Never mind. In the privacy of my study, with all naysayers gone, I opened my first lesson. The singing coach, a male confection of blue eyes and a calm friendly voice, told me to forget everything I had ever learned about singing, about breathing. Great by me. He started off with just breathing, exhaling and speaking, showing how singing is an extension of talking. He had me wiggle my head, loosen my tongue, and just make sounds, as if sighing or exasperated. “Never mind about the note!” he said, and he didn’t have to ask twice. I was having fun. And the sounds I made were quite nice, I thought. Then he explained how constriction and tightness create the opposite of what we want, “We want power, not force,” he said, and sang a scale demonstrating force, with his face and neck tight and anxious, and then again, in a relaxed way, so that the sound just poured out of him, like water flowing out of a wide-mouthed pitcher. “See, that’s better, isn’t it?” he said soothingly. “We want trust, not fear. You try.” And he smiled encouragingly. I did, and it was better.
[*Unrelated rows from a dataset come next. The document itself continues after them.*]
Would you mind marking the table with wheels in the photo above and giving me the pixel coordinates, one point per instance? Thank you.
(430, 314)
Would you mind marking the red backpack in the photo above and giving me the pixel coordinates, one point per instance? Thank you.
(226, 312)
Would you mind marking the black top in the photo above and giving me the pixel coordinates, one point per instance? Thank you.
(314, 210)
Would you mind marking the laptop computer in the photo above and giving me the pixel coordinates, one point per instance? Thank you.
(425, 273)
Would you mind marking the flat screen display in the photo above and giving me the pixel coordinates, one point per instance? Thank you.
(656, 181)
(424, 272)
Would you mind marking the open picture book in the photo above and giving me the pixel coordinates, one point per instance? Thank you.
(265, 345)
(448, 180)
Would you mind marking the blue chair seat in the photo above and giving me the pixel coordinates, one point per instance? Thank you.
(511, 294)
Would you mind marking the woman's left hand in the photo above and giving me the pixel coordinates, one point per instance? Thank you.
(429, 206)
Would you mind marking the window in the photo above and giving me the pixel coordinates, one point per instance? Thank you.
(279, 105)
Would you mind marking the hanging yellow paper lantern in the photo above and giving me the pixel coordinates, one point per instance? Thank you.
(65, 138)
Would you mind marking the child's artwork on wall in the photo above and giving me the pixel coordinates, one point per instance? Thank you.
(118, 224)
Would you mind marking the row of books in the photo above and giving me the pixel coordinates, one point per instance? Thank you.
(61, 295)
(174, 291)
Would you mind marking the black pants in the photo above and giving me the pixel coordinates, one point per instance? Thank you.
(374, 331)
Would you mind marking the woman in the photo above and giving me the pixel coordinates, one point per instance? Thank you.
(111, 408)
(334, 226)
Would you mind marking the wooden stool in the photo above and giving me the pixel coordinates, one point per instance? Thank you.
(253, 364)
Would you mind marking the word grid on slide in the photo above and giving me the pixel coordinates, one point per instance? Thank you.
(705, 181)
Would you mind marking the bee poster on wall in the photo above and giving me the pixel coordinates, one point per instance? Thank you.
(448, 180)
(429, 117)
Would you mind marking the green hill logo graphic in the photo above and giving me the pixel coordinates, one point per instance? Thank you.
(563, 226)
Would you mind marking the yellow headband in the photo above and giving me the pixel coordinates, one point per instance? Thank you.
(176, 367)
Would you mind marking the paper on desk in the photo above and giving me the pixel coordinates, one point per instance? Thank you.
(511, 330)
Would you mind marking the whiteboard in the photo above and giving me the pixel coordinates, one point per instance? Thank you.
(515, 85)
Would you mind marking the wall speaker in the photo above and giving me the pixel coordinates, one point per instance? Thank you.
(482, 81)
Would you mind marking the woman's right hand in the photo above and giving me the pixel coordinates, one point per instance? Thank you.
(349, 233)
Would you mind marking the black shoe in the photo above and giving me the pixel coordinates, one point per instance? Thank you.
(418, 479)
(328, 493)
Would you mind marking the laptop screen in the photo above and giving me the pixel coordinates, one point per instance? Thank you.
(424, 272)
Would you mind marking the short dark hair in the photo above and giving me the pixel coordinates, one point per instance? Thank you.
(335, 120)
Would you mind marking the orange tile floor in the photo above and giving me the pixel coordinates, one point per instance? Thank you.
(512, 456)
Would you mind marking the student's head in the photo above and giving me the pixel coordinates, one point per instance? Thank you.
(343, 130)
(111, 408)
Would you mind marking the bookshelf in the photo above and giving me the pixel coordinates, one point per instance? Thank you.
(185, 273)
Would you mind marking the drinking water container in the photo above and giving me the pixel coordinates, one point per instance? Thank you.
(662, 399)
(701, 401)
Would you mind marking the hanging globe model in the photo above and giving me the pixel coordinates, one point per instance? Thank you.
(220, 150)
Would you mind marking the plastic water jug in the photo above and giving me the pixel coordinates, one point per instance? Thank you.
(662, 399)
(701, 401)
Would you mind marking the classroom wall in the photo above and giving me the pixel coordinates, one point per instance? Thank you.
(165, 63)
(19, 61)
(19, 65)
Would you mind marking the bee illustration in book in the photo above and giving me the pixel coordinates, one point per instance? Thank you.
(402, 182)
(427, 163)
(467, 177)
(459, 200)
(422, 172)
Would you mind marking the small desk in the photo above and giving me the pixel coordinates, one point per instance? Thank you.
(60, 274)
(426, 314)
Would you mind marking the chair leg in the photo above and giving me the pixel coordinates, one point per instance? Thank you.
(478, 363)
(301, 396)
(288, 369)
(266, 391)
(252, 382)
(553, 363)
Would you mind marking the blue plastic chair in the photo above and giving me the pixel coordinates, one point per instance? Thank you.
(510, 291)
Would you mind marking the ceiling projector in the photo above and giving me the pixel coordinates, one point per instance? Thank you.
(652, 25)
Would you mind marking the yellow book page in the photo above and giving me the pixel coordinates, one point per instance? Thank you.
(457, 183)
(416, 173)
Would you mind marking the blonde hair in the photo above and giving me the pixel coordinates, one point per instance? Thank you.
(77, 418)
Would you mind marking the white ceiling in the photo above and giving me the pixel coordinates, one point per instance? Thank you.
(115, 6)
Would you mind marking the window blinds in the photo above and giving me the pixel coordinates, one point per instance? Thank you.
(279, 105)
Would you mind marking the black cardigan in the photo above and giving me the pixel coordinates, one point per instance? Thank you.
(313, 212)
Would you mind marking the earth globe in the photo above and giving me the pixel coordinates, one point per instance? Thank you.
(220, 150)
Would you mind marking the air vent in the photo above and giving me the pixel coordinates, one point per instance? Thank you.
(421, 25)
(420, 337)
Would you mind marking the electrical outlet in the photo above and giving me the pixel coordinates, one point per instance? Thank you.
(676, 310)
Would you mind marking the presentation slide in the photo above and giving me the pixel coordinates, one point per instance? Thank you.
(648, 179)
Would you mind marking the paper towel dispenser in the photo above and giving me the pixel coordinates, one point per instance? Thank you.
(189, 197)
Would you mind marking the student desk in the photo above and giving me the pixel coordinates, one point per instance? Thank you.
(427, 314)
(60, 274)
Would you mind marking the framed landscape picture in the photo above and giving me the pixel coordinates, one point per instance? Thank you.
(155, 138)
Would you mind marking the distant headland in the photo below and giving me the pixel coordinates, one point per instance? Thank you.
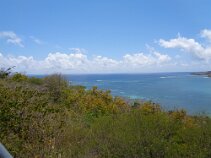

The next day in church I sang with new-found confidence. And that was only lesson one.

In many ways, writing is like singing. Writing to heal is first a form of self-discovery and expression, secondly a performance. When we write, and when we facilitate others, I think we all bear some legacy of constriction. Many people, even professional writers, have fears about addressing the blank page, which is why people like Eric Maisel write books like Mastering Creative Anxiety: 24 Lessons for Writers, Painters, Musicians, and Actors from America’s Foremost Creativity Coach.

If this is true for professional writers, how much more true is it for the untrained folks who brave a writing class. The people who come to us in a healthcare setting have varying backgrounds and varying degrees of confidence and skill. Some haven’t finish high school, and others remember with a sting the heartfelt paper returned to them marked in heart-sinking red ink. Some have set ideas of what writing is, and some have no idea. Most have a conviction that whatever they do will be “wrong,” that there is a “right” way to do it, albeit one that is written in invisible ink. These differences and beliefs offer a huge challenge to the facilitator. How do we get them to “never mind the note,” but to relax and open up?

As in singing, as in drawing, the first way is to allow enough relaxation so that participants can begin to see the process of one of play, of enjoyment. One way to do this is to connect with breath, perhaps by using a meditation that focuses on the breath. This allows people to inhabit their bodies. Then, instead of moving to the mind, we move to movement. This can be done through the kinds of doodling and clustering that Gabriele Rico uses in her seminal Pain and Possibility, so that writing as first experienced is a form of drawing. Another way to do this is to have writers read outloud, from the very beginning, so that the words they write are not merely sounded in the mind, but sounded through voice and body, embodied as in Robert Pinsky’s wonderful poem, “Rhyme” :

Air an instrument of the tongue,
The tongue an instrument
Of the body, the body
An instrument of spirit,
The spirit a being of the air……

Slowly, I’m learning to reclaim my voice, to delight in it. I’m finding I can do things I never thought possible. This is what I want for my students: less force, more power; less fear, more trust.